今回の必須項目は内部清掃、鍵盤調整、調律……あとは時間が許す限り、整音だろう。ピアノバーの営業時間に間に合わせるとなると、これでギリギリの作業量だ。
「さて、と」
作業工程の見積が頭の中で出来上がったところで、アドニスはシャツの袖を捲り上げて、鍵盤とアクションメカニックを慎重に引き出した。
* * *
午前中から初めて、時刻はもう十六時。アドニスは最後の工程である整音調整に入っていた。
パーツ清掃は想定より時間がかかり、鍵盤も経年によるガタツキが出始めていて調整に手間取った。しかし弦の調律においては大きな狂いもなく、大幅に作業時間を短縮する事ができた。
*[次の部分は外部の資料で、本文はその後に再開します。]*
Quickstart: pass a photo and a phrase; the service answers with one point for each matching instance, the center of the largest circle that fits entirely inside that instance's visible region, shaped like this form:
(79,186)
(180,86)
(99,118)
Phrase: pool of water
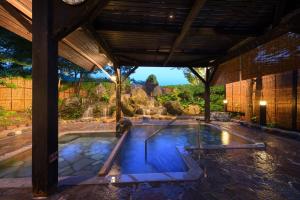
(78,155)
(162,155)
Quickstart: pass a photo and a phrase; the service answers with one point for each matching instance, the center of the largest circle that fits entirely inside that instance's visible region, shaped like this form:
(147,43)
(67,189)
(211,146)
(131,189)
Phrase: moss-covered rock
(139,96)
(71,108)
(174,108)
(192,110)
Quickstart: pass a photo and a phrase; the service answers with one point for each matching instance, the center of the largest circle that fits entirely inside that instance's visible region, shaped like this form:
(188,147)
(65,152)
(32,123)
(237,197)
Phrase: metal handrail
(153,134)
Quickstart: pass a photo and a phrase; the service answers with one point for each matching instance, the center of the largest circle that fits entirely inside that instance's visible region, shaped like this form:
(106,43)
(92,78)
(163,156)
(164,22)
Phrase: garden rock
(174,108)
(220,116)
(192,110)
(139,96)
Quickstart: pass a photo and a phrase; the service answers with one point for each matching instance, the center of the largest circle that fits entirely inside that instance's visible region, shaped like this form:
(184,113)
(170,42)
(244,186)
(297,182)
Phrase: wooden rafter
(288,23)
(198,5)
(197,75)
(87,57)
(171,29)
(129,73)
(102,44)
(67,20)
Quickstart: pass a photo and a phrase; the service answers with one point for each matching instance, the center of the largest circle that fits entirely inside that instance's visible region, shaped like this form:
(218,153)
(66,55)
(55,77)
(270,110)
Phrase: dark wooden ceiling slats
(142,30)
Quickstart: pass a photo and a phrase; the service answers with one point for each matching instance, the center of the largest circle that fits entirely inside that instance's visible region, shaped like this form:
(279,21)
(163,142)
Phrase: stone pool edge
(109,161)
(254,145)
(193,173)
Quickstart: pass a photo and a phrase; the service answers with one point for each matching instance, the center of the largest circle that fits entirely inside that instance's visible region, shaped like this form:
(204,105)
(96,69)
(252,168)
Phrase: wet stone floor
(232,174)
(78,156)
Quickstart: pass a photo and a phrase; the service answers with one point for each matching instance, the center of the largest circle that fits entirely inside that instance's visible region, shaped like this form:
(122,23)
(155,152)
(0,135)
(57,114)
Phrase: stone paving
(11,143)
(80,156)
(231,174)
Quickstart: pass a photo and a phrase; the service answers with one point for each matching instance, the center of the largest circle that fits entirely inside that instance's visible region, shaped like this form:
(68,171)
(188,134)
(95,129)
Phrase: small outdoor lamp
(114,78)
(225,105)
(262,112)
(73,2)
(113,179)
(110,64)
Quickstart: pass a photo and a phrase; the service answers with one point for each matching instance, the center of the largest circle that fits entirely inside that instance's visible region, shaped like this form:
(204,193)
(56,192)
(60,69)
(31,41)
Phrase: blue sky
(165,76)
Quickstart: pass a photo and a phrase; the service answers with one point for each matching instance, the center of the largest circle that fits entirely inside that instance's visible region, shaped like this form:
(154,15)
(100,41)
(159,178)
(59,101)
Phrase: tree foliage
(151,83)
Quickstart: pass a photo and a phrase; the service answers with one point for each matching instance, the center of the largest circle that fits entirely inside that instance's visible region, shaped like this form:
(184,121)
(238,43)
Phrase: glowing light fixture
(225,137)
(171,16)
(262,103)
(110,64)
(113,179)
(74,2)
(114,78)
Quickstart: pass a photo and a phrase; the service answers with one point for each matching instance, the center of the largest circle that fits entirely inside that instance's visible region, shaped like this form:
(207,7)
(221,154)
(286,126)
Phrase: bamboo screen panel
(277,91)
(18,97)
(277,56)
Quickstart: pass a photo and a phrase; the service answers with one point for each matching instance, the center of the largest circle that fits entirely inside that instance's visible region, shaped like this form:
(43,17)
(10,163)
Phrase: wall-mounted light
(113,179)
(225,105)
(171,16)
(110,64)
(114,78)
(74,2)
(262,103)
(262,112)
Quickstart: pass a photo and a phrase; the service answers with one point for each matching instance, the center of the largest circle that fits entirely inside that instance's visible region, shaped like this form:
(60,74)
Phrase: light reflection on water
(162,155)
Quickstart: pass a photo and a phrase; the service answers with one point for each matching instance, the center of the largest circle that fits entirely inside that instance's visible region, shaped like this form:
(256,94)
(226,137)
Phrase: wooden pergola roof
(161,33)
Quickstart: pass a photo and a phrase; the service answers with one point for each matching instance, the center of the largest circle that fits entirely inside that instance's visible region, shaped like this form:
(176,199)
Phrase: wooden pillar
(249,99)
(118,94)
(294,100)
(44,101)
(207,97)
(258,95)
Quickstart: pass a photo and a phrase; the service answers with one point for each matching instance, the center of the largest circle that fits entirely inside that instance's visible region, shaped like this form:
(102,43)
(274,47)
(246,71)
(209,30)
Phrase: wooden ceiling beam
(66,18)
(197,75)
(102,44)
(165,52)
(289,23)
(126,76)
(198,5)
(78,50)
(171,29)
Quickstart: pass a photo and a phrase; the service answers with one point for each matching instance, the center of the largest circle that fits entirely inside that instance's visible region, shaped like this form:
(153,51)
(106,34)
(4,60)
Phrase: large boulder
(173,108)
(100,90)
(192,110)
(220,116)
(122,126)
(157,91)
(127,107)
(139,96)
(71,108)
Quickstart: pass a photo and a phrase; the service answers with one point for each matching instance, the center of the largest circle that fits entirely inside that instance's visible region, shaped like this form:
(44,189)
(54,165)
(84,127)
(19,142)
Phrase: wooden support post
(45,101)
(207,97)
(118,94)
(249,99)
(258,95)
(294,100)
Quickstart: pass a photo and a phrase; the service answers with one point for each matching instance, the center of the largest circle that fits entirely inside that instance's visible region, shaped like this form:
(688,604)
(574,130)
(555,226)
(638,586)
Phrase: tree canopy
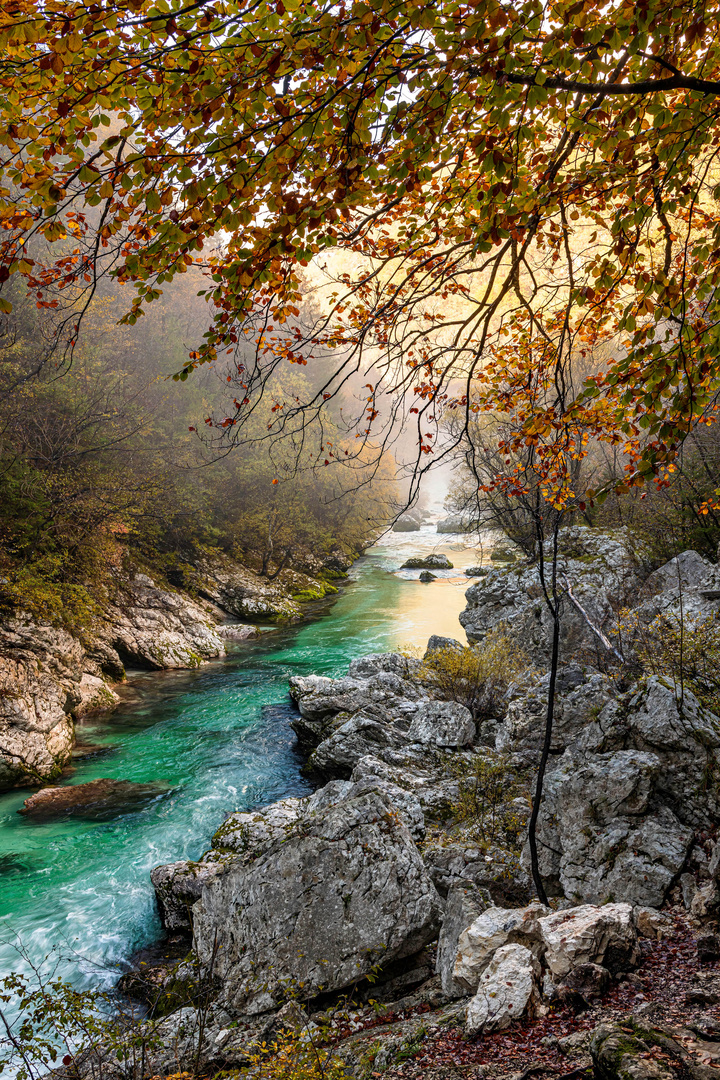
(525,196)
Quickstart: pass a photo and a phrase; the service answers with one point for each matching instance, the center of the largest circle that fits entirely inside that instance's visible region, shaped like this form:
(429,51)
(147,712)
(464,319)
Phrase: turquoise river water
(79,892)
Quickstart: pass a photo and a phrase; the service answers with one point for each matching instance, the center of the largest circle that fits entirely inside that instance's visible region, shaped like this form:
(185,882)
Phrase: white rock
(493,928)
(507,989)
(443,724)
(589,934)
(343,891)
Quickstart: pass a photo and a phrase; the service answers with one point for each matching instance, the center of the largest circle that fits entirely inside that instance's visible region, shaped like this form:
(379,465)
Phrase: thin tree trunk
(553,604)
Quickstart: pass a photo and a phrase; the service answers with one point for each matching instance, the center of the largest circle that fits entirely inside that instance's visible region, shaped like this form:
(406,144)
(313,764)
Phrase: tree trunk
(553,604)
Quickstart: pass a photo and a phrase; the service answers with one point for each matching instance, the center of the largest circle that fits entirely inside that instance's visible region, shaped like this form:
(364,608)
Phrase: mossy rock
(636,1049)
(314,593)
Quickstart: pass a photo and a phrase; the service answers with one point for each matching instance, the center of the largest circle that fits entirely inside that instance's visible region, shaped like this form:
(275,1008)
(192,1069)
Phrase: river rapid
(75,894)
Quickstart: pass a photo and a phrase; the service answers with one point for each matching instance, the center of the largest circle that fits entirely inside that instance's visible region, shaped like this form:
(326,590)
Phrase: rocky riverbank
(404,878)
(51,677)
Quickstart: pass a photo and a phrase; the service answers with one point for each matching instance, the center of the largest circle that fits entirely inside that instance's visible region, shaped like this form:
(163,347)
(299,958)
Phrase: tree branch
(605,89)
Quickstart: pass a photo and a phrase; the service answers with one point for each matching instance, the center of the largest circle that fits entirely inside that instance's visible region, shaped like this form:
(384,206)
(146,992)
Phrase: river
(76,894)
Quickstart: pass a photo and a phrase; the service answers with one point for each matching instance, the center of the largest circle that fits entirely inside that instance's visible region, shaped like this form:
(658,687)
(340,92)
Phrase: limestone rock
(464,904)
(493,928)
(589,934)
(454,524)
(506,991)
(250,834)
(178,886)
(345,890)
(406,804)
(652,923)
(599,834)
(580,700)
(317,696)
(428,563)
(435,794)
(97,800)
(687,742)
(443,724)
(435,643)
(620,1052)
(155,628)
(240,592)
(496,869)
(360,736)
(583,985)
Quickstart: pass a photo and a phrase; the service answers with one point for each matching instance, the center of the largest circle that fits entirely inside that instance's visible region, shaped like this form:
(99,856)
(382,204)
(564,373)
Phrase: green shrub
(476,676)
(485,808)
(687,651)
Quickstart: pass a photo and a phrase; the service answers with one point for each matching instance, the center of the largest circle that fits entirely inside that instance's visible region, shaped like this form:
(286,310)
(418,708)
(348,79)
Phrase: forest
(360,539)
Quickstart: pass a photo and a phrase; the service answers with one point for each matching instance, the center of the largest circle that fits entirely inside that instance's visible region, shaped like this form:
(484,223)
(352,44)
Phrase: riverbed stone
(428,563)
(96,800)
(362,734)
(600,834)
(344,891)
(250,834)
(178,886)
(407,805)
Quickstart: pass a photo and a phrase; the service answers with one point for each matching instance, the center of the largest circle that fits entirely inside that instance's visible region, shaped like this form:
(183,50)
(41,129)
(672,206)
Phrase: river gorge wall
(51,677)
(377,883)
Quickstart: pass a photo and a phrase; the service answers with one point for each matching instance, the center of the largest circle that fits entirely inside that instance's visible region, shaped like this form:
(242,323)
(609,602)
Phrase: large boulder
(683,737)
(360,736)
(443,724)
(456,524)
(250,834)
(406,804)
(463,905)
(492,868)
(46,682)
(317,696)
(342,892)
(638,1049)
(687,588)
(603,568)
(581,698)
(155,628)
(96,800)
(242,593)
(601,835)
(178,886)
(494,927)
(588,934)
(506,991)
このまま慎重に整音を進めたとしても、営業開始の十九時には十分間に合うだろう。
整音とは、鍵盤と連動して弦を叩くアクションハンマーの弾力を復活させる作業だ。
ハンマーの頭はフェルト製で、経年により徐々に固くなっていく。フェルトが固いと音も硬くなるので、ピッカーと呼ばれる道具で針を刺し、適度な隙間を作ってやればいい。
音の高さを耳で聴きわける調律と違い、音の硬さを感性で聴き分ける整音は、高い集中力が求められる。没我の境地で耳を澄まし、硬いと感じたら鍵盤を引き出しまた戻す。
一連の動作を淀みなく進めていると――。
「わっ!」
「うわっ!?」
背後からの大声に、アドニスは思わず声を出して驚いた。振り返るとそこには、長い金髪の可愛らしい少女がいた。
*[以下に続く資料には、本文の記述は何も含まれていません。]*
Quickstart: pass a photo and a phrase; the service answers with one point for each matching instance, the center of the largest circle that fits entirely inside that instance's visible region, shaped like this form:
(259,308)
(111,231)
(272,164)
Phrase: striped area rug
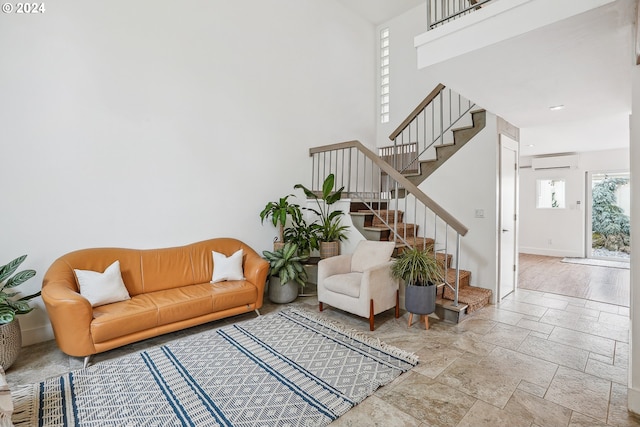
(289,368)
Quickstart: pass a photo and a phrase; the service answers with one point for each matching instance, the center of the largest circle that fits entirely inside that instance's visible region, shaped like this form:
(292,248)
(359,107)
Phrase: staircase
(386,203)
(372,227)
(445,151)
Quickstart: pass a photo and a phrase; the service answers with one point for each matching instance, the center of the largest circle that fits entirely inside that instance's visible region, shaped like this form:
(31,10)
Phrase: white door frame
(511,224)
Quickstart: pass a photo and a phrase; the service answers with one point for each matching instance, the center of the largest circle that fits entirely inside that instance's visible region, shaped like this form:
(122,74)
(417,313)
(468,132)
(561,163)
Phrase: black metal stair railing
(374,182)
(429,125)
(440,12)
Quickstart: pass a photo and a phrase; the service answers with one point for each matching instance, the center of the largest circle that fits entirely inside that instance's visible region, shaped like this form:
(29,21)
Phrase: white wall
(151,124)
(633,395)
(561,232)
(469,181)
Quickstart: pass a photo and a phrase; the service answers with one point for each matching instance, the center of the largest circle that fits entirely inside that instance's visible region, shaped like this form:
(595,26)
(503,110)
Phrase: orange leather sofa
(170,290)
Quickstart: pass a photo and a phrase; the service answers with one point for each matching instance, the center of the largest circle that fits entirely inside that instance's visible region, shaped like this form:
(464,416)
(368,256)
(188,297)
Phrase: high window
(384,75)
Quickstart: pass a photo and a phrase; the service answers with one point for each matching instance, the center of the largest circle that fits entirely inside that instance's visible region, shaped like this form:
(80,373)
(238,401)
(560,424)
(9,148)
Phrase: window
(384,75)
(550,194)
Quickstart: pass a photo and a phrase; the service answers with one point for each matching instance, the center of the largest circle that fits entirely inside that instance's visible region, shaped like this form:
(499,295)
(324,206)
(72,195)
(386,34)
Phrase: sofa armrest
(256,270)
(71,315)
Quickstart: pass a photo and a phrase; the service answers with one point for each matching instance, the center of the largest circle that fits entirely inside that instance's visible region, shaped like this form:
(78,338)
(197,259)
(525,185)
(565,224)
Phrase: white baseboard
(36,335)
(633,400)
(551,252)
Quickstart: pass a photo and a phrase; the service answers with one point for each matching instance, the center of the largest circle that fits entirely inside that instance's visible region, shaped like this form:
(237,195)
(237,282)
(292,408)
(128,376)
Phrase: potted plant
(10,334)
(302,234)
(278,212)
(421,273)
(286,272)
(330,229)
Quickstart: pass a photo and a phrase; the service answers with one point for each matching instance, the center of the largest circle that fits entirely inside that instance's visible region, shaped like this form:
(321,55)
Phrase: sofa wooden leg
(397,304)
(371,315)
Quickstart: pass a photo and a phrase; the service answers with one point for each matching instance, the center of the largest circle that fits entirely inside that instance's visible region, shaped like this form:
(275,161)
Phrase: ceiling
(583,63)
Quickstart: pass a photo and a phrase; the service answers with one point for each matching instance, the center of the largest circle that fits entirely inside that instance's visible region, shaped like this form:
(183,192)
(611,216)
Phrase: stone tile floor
(536,359)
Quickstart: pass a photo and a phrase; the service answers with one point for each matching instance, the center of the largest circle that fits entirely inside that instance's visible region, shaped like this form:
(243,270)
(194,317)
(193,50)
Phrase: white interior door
(508,216)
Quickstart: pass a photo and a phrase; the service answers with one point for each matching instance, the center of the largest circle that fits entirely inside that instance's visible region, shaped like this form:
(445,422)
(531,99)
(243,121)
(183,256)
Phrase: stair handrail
(452,10)
(428,100)
(452,221)
(444,126)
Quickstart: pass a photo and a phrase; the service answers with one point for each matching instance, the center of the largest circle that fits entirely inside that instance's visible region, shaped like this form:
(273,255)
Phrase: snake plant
(9,305)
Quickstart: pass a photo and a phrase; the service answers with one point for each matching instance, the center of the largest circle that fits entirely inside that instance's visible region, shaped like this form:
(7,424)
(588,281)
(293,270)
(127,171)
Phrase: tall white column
(634,153)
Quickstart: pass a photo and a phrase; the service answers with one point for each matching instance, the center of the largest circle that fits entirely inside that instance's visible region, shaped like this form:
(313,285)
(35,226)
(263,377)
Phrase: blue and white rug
(289,368)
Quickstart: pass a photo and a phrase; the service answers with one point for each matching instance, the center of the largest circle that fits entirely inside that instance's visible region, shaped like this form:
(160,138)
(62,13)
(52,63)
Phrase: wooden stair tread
(475,297)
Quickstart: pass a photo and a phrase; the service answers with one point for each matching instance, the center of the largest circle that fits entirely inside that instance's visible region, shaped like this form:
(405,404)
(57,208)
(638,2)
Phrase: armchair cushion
(370,253)
(345,284)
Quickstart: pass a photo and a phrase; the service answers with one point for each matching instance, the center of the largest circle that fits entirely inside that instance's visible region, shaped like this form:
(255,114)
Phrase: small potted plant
(278,213)
(10,307)
(330,229)
(286,272)
(421,273)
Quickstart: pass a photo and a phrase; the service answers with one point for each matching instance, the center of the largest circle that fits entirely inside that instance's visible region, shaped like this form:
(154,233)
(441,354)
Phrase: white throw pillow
(227,268)
(102,288)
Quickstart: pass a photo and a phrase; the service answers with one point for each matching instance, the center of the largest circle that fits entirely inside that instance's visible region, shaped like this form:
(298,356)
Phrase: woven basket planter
(10,343)
(329,249)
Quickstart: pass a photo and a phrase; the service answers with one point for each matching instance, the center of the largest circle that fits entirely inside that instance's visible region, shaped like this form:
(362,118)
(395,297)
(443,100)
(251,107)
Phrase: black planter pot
(420,299)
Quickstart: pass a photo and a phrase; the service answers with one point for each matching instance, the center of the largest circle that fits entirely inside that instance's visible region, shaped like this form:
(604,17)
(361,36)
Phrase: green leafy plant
(278,212)
(417,267)
(330,227)
(286,264)
(302,234)
(9,306)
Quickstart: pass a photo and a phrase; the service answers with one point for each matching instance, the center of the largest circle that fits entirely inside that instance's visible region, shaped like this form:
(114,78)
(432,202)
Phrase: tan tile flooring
(536,359)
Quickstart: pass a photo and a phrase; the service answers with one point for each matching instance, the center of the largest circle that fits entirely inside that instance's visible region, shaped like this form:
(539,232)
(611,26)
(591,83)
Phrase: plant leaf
(20,278)
(6,314)
(7,270)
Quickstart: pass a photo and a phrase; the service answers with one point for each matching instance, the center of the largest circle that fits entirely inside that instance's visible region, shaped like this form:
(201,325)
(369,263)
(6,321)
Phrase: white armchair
(360,283)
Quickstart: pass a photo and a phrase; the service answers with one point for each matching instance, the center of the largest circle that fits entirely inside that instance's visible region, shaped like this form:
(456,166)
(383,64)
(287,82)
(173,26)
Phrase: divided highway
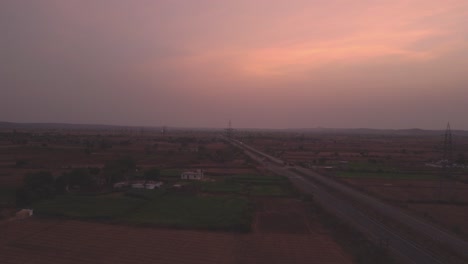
(404,247)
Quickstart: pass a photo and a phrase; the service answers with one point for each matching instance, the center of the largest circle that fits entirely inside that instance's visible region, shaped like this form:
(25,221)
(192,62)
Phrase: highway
(407,250)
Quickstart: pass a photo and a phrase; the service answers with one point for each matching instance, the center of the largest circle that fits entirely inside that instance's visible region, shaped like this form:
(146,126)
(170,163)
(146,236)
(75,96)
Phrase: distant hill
(371,131)
(320,130)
年はアドニスより少し若い、十七歳くらいか。野菜や果物がいっぱい入った紙袋を抱えながら、アドニスの驚きっぷりに、スカイブルーの目を大きくして逆に驚いている。
少女は手近のテーブルに紙袋を置くと、狼狽するアドニスに謝った。
「驚かせてごめんなさい。何度声をかけてもちっとも聞こえていないようだったから、つい」
悪戯っ子のように両手を顎の前で合わせると、その切っ先を薄い桜色の唇に押し当てる。アドニスの心臓は早鐘を打ったまま、なかなか言葉が出てこない。
「ピアノの調律、してるの?」
「あっ……ああ。こっちこそ、気が付かなくてすまなかった。ピアノ調律師のアドニスだ」
「ピアニストのアンジェラよ。すごいね。こんなにピアノ分解してるとこ、初めて見た」
アンジェラは、ピアノ椅子に座るアドニスの肩越しに身を乗り出し、普段見る事のないピアノ内部を覗き込んだ。前のめりで接近する少女の香りに、アドニスは注意代わりの咳払いをする。少女もそれで気付いたのか、ぱっとその身を引いた。
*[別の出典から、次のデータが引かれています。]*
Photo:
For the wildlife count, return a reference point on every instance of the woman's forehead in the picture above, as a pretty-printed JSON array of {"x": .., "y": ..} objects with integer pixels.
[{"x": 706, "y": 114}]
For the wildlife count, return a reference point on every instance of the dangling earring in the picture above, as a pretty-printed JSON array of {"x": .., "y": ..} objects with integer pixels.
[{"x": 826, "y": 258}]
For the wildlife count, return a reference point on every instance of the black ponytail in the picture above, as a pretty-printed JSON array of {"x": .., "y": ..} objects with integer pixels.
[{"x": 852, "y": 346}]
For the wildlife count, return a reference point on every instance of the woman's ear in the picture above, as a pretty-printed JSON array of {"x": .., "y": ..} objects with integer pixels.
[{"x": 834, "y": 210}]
「私、昨日もこのピアノ弾いてたけど、音に違和感なんてなかったわ。そんなに良くなかったの?」
「ああ、うん。それなら」
アドニスは鍵盤を所定の位置に戻し、簡易的に弾けるようにする。
「ちょっと弾いてみてよ」
アンジェラは剥き出しの鍵盤を見て、むくむくと湧き上がる好奇心に瞳を輝かせる。
「まーかせーなさーい」
少女はピアノ椅子に座ると両手を伸ばし、何の迷いもなく弾き始めた。